The label’s name has a kind of delicious irony, of course, because anonymous is not something that he could ever be. That inventive and original cutting of Oliver’s stands out a mile. (Sorry, kilometer: We are in Europe.) It’s evident in this collection’s dominant silhouette, which sees the collar and shoulder line of any given garment morph upwards into a dramatic cowling hood, all of that controlled, almost sculpted volume up top contrasting with what’s going on below. Some of the pieces might have the Anonymous Club logo emblazoned on them; some had Shayne Oliver, in script, more discreetly placed on the back.

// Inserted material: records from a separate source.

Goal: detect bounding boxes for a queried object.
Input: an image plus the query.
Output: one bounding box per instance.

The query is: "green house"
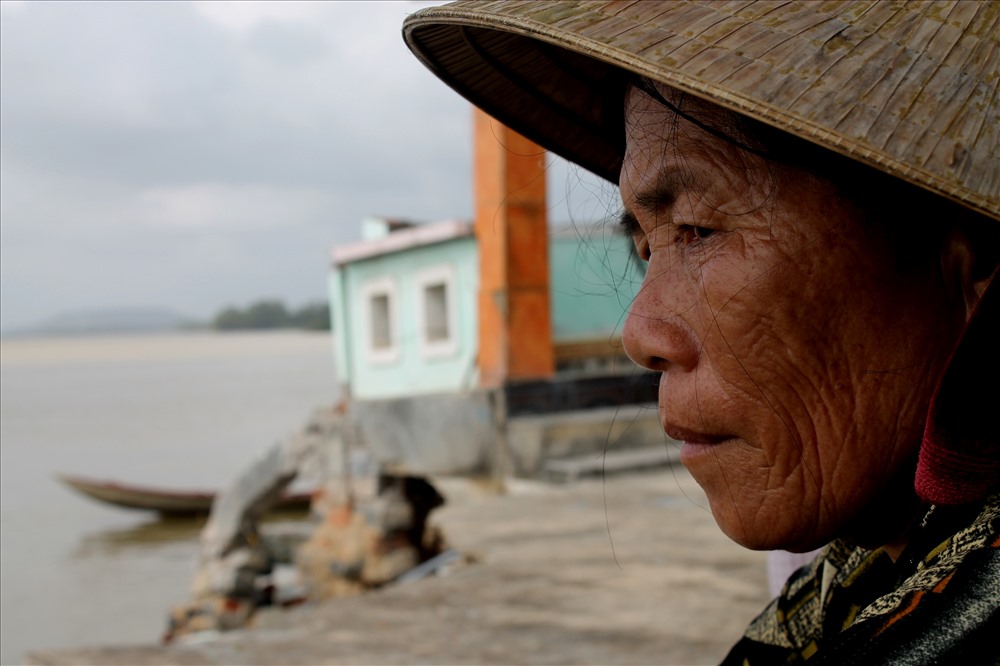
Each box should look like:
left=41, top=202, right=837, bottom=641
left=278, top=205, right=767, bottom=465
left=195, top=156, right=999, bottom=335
left=328, top=217, right=659, bottom=478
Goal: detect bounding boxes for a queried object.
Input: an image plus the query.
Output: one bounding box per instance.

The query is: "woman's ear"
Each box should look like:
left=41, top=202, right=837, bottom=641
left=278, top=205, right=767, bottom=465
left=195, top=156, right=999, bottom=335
left=941, top=225, right=996, bottom=321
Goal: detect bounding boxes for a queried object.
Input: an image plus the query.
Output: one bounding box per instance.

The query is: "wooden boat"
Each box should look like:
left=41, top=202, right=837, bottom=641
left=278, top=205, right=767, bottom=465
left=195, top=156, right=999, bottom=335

As to what was below all that, it would be shorts, lots and lots of shorts (they’re a thing here in Berlin). Sometimes it might mean wide track pants, perhaps printed with a grid of interlocking bands. And other times faded, washed jeans whose perfect slouch starts from the hips and doesn’t give up until their hems hit the floor. Also of note here: the volume injected puffer gilets—one model holds hers in one hand as she navigates the circular runway as if she’d just won a prize fight—and the soft draping and folding of Oliver’s slinky (there is no other word) dresses.

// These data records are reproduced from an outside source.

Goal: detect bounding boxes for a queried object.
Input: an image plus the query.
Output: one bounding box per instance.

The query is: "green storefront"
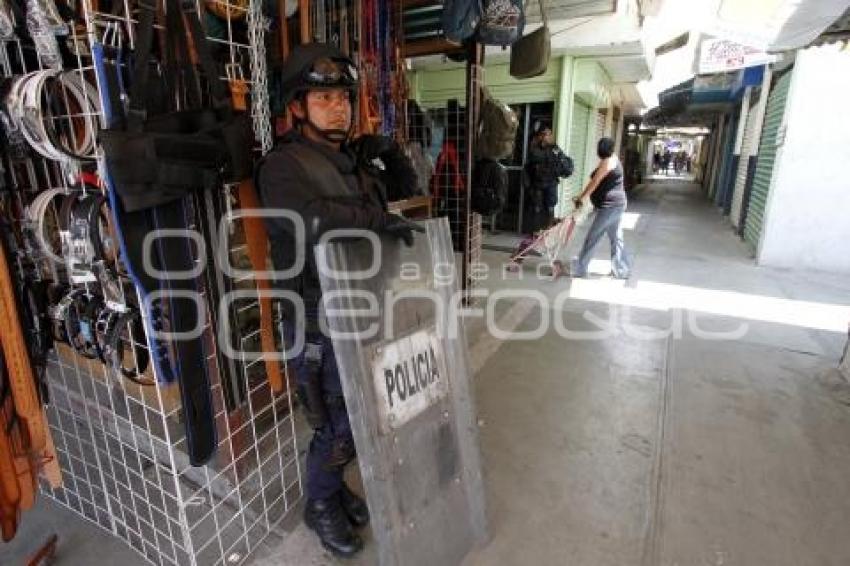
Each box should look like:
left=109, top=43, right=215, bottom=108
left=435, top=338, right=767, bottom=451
left=409, top=55, right=616, bottom=224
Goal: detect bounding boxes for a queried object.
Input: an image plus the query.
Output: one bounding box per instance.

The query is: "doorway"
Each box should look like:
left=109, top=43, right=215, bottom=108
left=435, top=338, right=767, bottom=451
left=487, top=101, right=555, bottom=236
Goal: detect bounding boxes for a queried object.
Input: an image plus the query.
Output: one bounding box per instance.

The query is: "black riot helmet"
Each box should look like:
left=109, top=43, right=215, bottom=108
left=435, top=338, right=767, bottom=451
left=279, top=43, right=359, bottom=143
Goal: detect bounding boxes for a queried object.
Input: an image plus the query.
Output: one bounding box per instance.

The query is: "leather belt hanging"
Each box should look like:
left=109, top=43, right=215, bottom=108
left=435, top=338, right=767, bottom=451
left=0, top=359, right=31, bottom=542
left=65, top=191, right=109, bottom=281
left=0, top=238, right=47, bottom=454
left=236, top=179, right=285, bottom=394
left=100, top=308, right=152, bottom=386
left=26, top=187, right=69, bottom=266
left=0, top=235, right=61, bottom=543
left=3, top=70, right=101, bottom=162
left=49, top=287, right=151, bottom=381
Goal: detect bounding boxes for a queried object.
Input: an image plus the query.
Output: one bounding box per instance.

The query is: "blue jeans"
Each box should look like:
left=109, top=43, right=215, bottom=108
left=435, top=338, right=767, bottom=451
left=573, top=205, right=631, bottom=278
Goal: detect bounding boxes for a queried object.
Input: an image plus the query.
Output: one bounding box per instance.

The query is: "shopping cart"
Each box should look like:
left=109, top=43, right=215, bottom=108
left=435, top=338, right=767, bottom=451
left=505, top=201, right=590, bottom=278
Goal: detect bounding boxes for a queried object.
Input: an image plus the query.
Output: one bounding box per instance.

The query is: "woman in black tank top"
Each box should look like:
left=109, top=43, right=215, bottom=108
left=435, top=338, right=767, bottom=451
left=570, top=137, right=631, bottom=279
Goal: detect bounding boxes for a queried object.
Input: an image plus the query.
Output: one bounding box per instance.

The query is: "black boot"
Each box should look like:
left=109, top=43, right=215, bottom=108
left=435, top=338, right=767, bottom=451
left=339, top=483, right=370, bottom=528
left=304, top=496, right=364, bottom=558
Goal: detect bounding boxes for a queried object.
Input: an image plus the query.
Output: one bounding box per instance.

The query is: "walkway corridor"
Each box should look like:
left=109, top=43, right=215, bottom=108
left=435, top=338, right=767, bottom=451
left=462, top=179, right=850, bottom=565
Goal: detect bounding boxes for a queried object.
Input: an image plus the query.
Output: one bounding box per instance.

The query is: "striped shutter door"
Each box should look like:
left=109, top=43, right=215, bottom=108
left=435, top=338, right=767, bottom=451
left=744, top=71, right=792, bottom=249
left=595, top=109, right=606, bottom=144
left=566, top=100, right=591, bottom=200
left=730, top=101, right=759, bottom=227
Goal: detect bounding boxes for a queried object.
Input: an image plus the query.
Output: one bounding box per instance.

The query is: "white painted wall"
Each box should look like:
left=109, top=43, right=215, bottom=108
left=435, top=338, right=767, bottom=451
left=757, top=44, right=850, bottom=274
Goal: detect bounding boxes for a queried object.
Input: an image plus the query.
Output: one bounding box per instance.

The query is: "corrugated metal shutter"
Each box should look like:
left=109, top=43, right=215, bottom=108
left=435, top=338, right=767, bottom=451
left=709, top=115, right=733, bottom=201
left=567, top=100, right=591, bottom=192
left=730, top=101, right=759, bottom=227
left=595, top=109, right=606, bottom=143
left=713, top=113, right=738, bottom=206
left=744, top=71, right=792, bottom=249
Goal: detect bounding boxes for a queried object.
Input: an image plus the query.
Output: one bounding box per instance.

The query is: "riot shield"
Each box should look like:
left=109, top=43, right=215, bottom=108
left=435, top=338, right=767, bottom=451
left=314, top=217, right=487, bottom=566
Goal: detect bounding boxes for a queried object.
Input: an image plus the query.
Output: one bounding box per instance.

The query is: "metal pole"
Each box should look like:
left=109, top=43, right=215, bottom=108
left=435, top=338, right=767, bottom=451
left=463, top=41, right=483, bottom=302
left=518, top=102, right=531, bottom=233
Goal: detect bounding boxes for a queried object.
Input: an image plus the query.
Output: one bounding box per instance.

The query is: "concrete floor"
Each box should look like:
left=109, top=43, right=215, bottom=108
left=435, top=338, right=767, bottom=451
left=4, top=180, right=850, bottom=565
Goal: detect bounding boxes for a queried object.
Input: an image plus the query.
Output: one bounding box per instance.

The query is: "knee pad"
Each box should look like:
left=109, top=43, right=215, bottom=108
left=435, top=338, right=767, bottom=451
left=322, top=436, right=356, bottom=470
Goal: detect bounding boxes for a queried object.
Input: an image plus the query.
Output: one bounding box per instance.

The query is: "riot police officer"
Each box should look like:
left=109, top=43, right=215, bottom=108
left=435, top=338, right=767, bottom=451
left=257, top=43, right=421, bottom=557
left=526, top=122, right=573, bottom=228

Afterwards, backstage was a melee: Models hanging out having a good time, still dressed in their looks—who could blame them; they looked great!—and a rush and a crush of people wanting to congratulate Oliver. As for him, the show, and its reaction, was vindication of what he has done with the label. “Usually with Anonymous Club, I work with specific fabrics and tweak them, and see where it takes me,” he said. “This time, I wanted to invoke some imagination, because one thing I think we’re missing right now is a bit of a fairy tale, a bit of innocence, especially now. It feels”—Oliver started to laugh—“recession proof, and also, that dreams are important.” That explained the Brothers Grimm like hooding and also the almost Prince Charming vibe of the shoes, low black leather pumps which used to be called court shoes way back when.

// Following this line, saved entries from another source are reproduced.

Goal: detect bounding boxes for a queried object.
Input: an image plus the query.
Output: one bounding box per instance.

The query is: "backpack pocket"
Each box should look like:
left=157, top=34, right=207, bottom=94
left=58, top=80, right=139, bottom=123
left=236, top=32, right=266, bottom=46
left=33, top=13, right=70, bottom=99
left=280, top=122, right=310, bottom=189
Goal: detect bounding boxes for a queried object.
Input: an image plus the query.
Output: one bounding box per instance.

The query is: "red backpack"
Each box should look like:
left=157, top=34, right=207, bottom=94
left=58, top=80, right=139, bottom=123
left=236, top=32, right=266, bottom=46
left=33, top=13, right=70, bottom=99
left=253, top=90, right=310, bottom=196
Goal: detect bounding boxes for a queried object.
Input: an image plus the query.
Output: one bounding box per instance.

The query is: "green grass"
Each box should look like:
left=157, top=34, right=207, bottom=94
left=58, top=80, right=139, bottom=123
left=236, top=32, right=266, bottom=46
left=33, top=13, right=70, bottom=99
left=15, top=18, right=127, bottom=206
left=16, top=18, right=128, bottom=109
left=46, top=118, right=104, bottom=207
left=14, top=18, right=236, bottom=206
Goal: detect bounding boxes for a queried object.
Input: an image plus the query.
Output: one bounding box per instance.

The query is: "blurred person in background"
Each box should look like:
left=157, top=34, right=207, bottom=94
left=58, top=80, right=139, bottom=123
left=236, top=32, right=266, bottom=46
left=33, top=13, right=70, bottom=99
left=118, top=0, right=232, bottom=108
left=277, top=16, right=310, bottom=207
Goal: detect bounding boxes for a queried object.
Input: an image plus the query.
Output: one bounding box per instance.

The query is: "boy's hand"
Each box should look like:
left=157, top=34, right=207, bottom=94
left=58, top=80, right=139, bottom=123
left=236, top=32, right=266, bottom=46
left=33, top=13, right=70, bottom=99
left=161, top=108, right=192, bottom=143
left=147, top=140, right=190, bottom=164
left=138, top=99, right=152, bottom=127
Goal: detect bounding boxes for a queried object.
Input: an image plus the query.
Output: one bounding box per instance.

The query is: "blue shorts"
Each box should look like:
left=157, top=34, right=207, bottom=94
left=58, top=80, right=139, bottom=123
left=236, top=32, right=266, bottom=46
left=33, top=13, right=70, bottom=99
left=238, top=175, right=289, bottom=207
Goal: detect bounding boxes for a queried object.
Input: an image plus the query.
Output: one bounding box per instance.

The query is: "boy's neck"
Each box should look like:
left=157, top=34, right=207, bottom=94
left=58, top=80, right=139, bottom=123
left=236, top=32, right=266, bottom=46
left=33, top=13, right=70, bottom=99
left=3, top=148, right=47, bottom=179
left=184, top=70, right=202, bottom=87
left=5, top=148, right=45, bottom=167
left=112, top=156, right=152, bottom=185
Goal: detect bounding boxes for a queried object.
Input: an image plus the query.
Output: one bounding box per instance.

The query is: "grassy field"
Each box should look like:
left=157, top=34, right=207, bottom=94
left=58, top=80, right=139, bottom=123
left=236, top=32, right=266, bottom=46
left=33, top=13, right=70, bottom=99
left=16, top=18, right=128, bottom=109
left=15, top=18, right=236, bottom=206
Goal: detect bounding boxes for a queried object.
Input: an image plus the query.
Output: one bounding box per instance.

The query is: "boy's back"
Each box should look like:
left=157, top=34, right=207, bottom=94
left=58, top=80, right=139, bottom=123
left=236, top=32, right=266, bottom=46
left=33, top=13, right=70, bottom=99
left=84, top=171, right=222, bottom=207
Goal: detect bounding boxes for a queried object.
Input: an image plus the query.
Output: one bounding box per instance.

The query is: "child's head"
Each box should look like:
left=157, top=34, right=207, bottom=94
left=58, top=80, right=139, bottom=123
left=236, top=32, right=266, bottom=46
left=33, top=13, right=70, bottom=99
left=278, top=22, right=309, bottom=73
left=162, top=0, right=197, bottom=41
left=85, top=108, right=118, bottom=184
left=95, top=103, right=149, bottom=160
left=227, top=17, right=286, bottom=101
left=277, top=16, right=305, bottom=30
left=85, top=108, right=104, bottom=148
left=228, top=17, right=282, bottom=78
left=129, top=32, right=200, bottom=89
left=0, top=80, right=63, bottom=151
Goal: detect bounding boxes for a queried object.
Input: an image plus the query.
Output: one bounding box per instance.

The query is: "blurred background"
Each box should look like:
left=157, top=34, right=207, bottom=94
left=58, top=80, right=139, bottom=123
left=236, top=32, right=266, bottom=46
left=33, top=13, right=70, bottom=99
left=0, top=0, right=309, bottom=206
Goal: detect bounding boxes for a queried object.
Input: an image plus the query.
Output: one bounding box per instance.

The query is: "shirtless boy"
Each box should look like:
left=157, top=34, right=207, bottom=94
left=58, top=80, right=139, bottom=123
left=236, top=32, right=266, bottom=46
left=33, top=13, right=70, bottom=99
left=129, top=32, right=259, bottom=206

The twist, said Oliver, was to take the whimsy but make sure it didn’t detract from the wearability of the clothes. He puts that down to Berlin. “I get to take my time a bit more here, to work on wardrobe pieces,” he said. “The concept of the collection is heavily rooted in the design, so I think about the garments themselves, and then I get to think about how to present them. I love New York, and Paris, and I worked in Milan for years,” he went on to say, “but I just think there is a sense of reality here that’s more interesting to me the older I get.” To which I can add: Me too. Old I might have felt, but after seeing this, I also felt good.